Telling the greater scaups and the lesser scaups apart is quite a chore for the accurate bird watcher and naturalist. Few duck hunters can tell them apart in flight or on the water unless they know the markings well and the light is exceptionally good.
The difference between the greater and lesser scaup is in the markings of the wings. The white band of color along the wings continues into the tip flight feathers on the greater scaup, but does not go beyond the bend of the wing in the lesser.
Other than this, they are identical in markings, both having light blue-grey bills. The female of both types has a white band between the bill and the eye, but this is not found on either of the males. The female of the ringneck has a narrow white band on the base of the bill but not in the feathers. The flight feathers on the ringneck do not have any white. Sitting on the water together it would be quite difficult to tell them apart.

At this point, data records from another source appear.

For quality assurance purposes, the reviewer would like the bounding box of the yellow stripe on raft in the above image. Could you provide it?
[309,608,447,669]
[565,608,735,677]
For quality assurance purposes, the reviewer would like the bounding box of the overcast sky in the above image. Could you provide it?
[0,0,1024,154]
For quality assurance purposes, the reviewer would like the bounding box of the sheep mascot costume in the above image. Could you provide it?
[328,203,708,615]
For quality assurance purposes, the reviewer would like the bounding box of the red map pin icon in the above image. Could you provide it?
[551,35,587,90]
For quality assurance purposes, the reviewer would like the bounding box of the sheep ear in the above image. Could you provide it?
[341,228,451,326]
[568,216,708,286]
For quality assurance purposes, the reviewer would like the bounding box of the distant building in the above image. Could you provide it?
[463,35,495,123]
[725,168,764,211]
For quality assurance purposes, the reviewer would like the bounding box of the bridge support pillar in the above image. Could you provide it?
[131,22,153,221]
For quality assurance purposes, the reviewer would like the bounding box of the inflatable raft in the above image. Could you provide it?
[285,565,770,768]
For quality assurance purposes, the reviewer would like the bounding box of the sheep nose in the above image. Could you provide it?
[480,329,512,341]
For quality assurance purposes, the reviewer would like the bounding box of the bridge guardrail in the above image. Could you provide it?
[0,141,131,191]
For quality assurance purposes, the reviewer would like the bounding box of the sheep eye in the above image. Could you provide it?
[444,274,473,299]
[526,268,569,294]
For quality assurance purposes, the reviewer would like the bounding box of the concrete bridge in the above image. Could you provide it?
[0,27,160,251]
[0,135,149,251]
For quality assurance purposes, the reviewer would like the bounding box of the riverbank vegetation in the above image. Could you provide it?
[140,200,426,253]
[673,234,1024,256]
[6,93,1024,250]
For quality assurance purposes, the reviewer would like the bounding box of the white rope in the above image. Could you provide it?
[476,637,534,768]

The greater scaup winters along the West Coast as far south as central California and summers in northwest Canada and most of Alaska. The lesser scaup covers this area, plus the Eastern Seaboard from New England south to the West Indies, and Mexico.
Scaups fly in a rapid pace, in compact formation, without the form of a V and seldom in long strings. When they fly by the blind in full speed the noise from their wings sounds like a hurricane wind whistling through the trees. They often fly at great height during the migration, coming down at dusk or just after nightfall, thus avoiding the gunners.
They are both favorites of the hunter because of their numbers. The best way to attract them is with decoys of their coloration. Large rafts of decoys are used rather than just a few, as in the case of the puddle ducks.
Their food is one-half vegetable and one-half animal, so their diet is not a restricting factor in their choice of location for breeding purposes.
Periodically, slight variances in their number occur, but it is supposed that they are in no great danger of reaching dangerously low levels.